Questa non è una delle crisi cicliche che abbiamo conosciuto negli ultimi trenta, quarant’anni in Italia. Questa è una crisi mondiale e strutturale. La crisi di un sistema di sviluppo per buona trainato da un’economia di carta e dalla finanza allegra delle banche e degli speculatori. A questo fattore vanno aggiunti gli effetti della globalizzazione, la poderosa entrata in scena dei paesi economicamente poco o sotto sviluppati, la valutazione degli effetti del futuro calo dell’estrazione del petrolio, i danni all’eco sistema e l’inderogabilità di porvi rimedio.
Da questa crisi quindi si uscirà con un sistema produttivo profondamente modificato. Le produzioni per definizione mature saranno per buona parte esportate dove la mano d’opera costa meno. Quelle che resteranno in ambito nazionale accentueranno la guerra fra i poveri: i migranti disponibili a lavorare sotto tariffa, i lavoratori atipici con minori tutela, i lavoratori autonomi delle così dette partite Iva. Le attuali attività tecnologicamente avanzate, sia di processo che di prodotto, dovranno rivaleggiare con la concorrenza sempre più agguerrita degli altri paesi avanzati, senza quindi grandi margini di sviluppo capace di compensare l’occupazione che si perde per effetto delle delocalizzazioni. L’unica via d’uscita per un paese come il nostro sta nel sapere cogliere rapidamente le nuove opportunità che sembrano delinearsi. Sono essenzialmente due. I nuovi mercati che si aprono per effetto dello sviluppo dei paesi asiatici, sudamericani e, speriamo anche africani. Gradatamente la richiesta di tecnologia avanzata, sia di processo che di prodotto, si amplierà fino ad offrire enormi volumi produttivi. La seconda opportunità che si prospetta sarà derivata dallo sviluppo della cosi detta economia verde, ossia di tutte quelle produzioni eco compatibili ed eco sostenibili, oramai necessarie per arginare i danni alla biosfera, prima che diventino irreversibili.

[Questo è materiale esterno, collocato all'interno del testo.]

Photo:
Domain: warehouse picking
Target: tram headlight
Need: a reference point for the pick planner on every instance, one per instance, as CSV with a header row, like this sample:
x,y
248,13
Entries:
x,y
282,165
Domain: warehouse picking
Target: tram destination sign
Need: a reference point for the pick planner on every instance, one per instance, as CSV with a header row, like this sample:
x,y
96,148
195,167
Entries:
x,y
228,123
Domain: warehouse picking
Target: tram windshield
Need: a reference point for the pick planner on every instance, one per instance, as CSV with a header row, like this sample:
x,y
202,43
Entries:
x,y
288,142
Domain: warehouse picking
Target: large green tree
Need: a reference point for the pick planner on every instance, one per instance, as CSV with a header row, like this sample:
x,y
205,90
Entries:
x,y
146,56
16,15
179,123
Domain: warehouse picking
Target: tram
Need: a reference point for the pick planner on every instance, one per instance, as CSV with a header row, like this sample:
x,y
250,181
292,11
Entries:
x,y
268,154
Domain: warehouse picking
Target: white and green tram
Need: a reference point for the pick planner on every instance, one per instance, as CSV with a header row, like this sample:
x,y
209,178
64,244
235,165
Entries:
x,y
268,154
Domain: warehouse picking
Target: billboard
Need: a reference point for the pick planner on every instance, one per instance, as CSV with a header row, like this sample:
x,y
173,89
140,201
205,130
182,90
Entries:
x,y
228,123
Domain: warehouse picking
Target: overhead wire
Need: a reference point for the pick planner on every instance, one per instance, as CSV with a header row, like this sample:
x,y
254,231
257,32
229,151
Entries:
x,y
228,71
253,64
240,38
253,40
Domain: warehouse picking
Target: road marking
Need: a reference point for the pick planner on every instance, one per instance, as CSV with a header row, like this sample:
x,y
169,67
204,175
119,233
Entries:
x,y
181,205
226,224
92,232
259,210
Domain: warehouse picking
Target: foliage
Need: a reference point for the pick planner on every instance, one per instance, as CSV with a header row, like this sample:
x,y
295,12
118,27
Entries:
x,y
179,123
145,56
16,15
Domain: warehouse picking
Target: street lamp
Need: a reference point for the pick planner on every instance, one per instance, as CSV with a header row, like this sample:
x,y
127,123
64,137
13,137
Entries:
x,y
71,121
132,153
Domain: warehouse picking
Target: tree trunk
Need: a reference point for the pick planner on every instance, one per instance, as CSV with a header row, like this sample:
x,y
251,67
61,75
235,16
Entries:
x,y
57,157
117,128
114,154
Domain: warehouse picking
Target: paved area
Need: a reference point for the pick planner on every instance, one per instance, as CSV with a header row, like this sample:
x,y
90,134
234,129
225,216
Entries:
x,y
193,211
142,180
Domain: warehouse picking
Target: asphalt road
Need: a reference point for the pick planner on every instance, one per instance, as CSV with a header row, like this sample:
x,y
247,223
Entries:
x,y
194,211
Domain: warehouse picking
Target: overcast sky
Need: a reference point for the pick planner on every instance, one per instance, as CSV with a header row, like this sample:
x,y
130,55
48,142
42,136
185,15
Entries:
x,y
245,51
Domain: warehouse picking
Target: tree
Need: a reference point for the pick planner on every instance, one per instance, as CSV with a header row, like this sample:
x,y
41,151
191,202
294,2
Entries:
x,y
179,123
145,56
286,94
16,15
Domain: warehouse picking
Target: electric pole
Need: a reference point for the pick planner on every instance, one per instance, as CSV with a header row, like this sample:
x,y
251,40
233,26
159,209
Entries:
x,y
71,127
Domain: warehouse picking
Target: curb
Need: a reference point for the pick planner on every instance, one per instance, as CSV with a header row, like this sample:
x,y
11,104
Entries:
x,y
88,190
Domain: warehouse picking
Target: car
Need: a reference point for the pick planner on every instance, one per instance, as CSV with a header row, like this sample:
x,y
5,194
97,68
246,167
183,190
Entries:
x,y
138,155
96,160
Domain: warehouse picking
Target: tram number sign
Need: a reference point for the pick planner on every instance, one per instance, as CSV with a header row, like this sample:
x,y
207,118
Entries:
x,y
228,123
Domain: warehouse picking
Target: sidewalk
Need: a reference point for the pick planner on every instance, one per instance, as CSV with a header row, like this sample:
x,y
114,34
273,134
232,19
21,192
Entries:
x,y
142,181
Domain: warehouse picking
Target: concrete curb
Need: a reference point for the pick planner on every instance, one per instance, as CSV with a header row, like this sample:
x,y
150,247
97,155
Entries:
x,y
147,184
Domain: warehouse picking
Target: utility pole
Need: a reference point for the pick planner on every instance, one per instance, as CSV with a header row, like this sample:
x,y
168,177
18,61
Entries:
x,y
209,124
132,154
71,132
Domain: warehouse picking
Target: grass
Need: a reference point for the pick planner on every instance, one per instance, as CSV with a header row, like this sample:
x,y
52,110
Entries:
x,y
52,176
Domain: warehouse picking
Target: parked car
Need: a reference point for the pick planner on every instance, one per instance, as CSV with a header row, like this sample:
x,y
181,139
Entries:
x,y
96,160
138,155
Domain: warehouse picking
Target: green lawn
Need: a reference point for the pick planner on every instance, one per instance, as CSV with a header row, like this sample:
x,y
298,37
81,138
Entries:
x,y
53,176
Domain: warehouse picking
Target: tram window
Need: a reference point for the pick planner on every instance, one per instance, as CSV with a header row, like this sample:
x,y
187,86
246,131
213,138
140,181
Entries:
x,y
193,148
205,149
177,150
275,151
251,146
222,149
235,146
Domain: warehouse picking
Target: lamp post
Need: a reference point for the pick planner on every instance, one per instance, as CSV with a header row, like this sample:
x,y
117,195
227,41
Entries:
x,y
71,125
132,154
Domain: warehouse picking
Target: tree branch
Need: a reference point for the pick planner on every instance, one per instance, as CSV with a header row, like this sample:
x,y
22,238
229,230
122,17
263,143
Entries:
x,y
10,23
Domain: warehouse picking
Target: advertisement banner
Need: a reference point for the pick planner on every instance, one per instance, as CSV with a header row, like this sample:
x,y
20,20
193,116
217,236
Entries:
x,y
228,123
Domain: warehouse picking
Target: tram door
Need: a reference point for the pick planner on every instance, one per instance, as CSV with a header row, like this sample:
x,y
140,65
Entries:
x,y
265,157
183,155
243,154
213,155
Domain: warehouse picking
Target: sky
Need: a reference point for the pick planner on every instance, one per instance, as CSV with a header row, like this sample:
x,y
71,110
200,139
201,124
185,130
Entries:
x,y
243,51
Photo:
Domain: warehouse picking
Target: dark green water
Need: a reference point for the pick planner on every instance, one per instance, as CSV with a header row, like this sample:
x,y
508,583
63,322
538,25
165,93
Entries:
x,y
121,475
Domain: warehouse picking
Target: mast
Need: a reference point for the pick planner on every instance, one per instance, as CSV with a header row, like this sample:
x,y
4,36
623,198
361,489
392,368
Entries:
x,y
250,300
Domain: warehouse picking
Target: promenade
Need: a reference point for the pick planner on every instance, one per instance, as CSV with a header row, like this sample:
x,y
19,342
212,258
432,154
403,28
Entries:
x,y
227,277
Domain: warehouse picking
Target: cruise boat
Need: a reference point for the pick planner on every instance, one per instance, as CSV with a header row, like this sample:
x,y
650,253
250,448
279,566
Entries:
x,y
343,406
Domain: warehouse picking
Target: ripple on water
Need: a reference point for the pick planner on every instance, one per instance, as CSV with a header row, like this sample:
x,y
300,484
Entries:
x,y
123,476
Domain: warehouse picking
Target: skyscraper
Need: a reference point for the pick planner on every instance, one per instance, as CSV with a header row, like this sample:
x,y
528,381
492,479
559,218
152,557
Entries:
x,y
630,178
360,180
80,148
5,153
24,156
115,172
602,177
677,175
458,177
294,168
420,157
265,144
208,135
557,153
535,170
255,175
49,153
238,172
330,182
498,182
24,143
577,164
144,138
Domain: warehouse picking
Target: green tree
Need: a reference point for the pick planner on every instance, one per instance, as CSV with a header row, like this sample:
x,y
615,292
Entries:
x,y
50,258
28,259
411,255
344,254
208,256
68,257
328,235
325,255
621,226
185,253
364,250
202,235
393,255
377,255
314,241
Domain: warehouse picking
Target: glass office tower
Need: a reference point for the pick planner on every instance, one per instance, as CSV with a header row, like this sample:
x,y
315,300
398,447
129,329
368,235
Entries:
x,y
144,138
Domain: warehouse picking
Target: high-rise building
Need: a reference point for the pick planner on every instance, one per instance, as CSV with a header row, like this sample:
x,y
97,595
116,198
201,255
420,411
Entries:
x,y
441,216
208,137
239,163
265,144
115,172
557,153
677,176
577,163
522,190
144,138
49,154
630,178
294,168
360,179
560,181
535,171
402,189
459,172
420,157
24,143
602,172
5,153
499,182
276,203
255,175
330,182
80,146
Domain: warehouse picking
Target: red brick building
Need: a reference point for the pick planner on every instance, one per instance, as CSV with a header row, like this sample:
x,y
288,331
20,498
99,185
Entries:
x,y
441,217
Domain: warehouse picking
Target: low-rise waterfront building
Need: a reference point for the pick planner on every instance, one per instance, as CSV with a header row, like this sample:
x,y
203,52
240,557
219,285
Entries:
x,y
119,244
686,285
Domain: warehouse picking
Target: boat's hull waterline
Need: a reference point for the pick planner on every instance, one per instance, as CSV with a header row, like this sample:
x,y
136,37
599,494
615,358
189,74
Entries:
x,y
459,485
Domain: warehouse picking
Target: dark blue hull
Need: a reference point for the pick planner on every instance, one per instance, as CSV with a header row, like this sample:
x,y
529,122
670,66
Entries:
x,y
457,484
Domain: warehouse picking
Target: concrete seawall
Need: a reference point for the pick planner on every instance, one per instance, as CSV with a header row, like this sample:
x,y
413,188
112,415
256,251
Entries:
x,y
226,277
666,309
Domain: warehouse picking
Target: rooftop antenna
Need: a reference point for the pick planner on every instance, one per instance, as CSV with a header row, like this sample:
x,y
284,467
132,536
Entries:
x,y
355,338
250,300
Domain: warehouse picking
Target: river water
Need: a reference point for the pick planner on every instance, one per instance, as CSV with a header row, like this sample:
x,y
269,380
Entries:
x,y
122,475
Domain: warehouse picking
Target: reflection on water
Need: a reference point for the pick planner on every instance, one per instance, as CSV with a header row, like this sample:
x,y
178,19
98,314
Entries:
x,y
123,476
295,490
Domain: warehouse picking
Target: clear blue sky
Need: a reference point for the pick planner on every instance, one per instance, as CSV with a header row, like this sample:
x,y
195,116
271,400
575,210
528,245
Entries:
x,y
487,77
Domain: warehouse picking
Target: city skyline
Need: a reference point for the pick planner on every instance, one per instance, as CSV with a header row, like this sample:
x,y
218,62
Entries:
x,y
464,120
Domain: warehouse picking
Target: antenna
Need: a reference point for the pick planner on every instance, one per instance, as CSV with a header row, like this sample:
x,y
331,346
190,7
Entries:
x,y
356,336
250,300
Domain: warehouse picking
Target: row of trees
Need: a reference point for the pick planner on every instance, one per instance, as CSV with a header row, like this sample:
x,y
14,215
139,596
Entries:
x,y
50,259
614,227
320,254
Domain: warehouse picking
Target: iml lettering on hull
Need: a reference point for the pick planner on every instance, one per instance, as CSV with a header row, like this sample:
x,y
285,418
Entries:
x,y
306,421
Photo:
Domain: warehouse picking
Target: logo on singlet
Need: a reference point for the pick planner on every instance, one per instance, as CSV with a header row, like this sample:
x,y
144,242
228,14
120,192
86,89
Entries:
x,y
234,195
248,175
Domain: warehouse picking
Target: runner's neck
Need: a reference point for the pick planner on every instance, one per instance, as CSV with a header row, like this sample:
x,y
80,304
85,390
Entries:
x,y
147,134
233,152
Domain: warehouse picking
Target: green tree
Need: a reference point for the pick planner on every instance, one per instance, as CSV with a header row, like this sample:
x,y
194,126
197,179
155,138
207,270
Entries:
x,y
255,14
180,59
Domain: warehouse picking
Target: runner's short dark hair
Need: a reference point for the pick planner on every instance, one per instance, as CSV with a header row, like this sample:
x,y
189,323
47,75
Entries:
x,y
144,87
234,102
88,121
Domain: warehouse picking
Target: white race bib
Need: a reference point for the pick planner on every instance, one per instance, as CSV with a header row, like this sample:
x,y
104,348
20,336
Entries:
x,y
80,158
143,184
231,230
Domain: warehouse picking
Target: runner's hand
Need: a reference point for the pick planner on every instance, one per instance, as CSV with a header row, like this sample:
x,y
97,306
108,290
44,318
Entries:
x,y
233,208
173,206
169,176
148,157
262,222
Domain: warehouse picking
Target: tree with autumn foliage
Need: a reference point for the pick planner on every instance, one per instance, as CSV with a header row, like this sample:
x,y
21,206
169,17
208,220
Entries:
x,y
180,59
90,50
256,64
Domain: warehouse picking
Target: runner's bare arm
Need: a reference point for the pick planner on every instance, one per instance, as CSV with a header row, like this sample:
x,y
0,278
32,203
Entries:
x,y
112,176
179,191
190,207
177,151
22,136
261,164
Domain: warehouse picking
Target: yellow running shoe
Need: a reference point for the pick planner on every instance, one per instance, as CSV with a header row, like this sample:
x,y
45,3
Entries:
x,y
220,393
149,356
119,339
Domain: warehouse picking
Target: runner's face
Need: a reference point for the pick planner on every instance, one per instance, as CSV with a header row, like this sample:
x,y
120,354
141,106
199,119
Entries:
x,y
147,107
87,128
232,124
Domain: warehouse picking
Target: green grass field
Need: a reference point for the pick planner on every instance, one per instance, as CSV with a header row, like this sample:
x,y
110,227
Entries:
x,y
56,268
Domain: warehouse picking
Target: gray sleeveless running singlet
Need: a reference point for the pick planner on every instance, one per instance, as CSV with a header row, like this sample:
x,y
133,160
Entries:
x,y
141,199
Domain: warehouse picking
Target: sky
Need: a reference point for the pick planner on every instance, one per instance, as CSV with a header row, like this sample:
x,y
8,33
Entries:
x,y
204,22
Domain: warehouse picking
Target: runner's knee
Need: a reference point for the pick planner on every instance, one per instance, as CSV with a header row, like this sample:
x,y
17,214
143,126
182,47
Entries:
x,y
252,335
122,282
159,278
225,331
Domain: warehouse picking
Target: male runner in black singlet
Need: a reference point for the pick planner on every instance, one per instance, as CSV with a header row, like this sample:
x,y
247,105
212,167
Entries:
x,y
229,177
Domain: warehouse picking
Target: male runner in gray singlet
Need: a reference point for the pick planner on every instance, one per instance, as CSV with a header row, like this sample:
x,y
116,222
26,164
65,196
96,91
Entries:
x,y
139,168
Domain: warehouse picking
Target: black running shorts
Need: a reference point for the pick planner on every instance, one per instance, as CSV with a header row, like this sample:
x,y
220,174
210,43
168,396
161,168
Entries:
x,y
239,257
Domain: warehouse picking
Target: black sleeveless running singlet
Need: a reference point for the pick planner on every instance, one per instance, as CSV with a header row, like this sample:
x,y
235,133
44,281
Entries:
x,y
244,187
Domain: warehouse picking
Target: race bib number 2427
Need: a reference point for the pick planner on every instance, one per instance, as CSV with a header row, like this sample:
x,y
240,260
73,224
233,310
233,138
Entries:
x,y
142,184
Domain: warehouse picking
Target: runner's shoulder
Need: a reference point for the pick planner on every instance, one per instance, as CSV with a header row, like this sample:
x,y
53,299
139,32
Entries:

Dal punto di vista sociale, di fronte alla frantumazione dei processi produttivi e alla destrutturazione della forza lavoro, sarà sempre più necessario dare corpo ad un nuovo patto dei produttori. Ad una strategia cioè che riesca a tenere assieme su alcuni valori e obbiettivi di fondo tutti coloro che producono e che hanno, per così dire, ragioni sociali tanto diverse. Qualcuno stamattina al corteo diceva: ci vorrebbe Di Vittorio. Io che non ho conosciuto Di Vittorio, mi accontenterei di Lama. Da quello che ho visto stamattina, debbo però riconoscere che siamo molto lontani da quell’obbiettivo. Purtroppo il sindacalismo confederale è in crisi. Questo è un problema di cui occorrerà quanto prima iniziare a parlare.